By the 19th century, learning how to read and write had become important, and a few years of elementary school was sufficient to give one a head start in the labour force. Even fifty years ago, a high school education was more than enough to prepare a person for their adult working life. Today, a four-year university degree is necessary, and as more and more people rush to get B.A.’s, we see an increasing proportion of the population pursuing Masters and even Ph.D’s just to land a decent job. Two-hundred years ago, you could begin working at 14 as a craftsman’s apprentice.

I believe the reason for this increased need for education is not people’s desire for knowledge, more leisure time, or increased affluence (although these are all factors) – but rather, it is the fundamental need to address the increased complexity of society. The required education one needs to function normally in any society is proportionate to that society’s complexity.

In simple societies, less complexity is required to maintain their structure; therefore few people have to be literate or learned, save a small class of elites. But as complexity increases so too does the weight of maintaining said complexity, and therefore an ever-increasing proportion of people are needed just to maintain – let alone increase – the complexity of the system.

One-hundred years ago, simply being literate allowed one to easily navigate most of life’s obstacles and understand its workings. Today, in order to be truly “literate” of the world and its workings in any successful way, a university education is required.
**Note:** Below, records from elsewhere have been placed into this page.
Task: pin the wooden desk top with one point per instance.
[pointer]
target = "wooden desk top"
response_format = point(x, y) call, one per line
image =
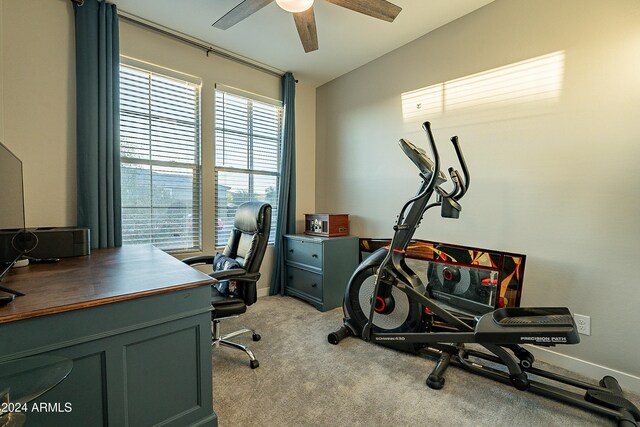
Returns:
point(104, 277)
This leads to a fundamental problem: society’s complexity continues to increase, but our human capacity for learning does not. Two-hundred years ago, one could fully integrate into society at the age of 14. Today it takes well into one’s twenties and thirties to achieve the same level of integration.

The extra 15-plus years of time puts a lot of strain on the system. It puts strain on individuals who must sacrifice almost a third of their lives until they can start “living” it. All that time spent studying is not used in being productive, which drains a lot from society – not too mention the cost! An average university undergraduate degree costs thousands of dollars, and whether it’s public or privately funded, the total cost to society is the same. Furthermore, demographically, society’s insatiable need for education requires so much of individuals that it delays when they have children, which lowers the birthrate – a trend we see in most developed countries.

The point I’m getting to is this: the high educational burden required by a complex society is pushing the limits of human learning capacity. So what happens when we can no longer sustain our intensive education system? What happens when the creators of complex society can no longer educate themselves well enough to run it?

One of two things. There will either be a collapse in complexity because of an inability to maintain it, or we will have to drastically alter our ability to retain information, learn, and adapt. Achieving this isn’t so far fetched.

If we want to maintain or increase our society’s complexity, we’re going to need to maintain or increase our ability to educate ourselves to run it. What happens when human is not enough – when we need to retain even more information? Do you want to study until you’re grey just for a job? At a certain point we are going to need to upgrade ourselves. At one point progress will outstrip our own ability to adapt to it. At this point we will have to choose whether to halt its march or change ourselves irrevocably into something different from what we are – to become beyond human. But then again, how human is your modern frappe-slurping, BlackBerry-using university student compared to his hunter gatherer ancestors? That’s evolution baby.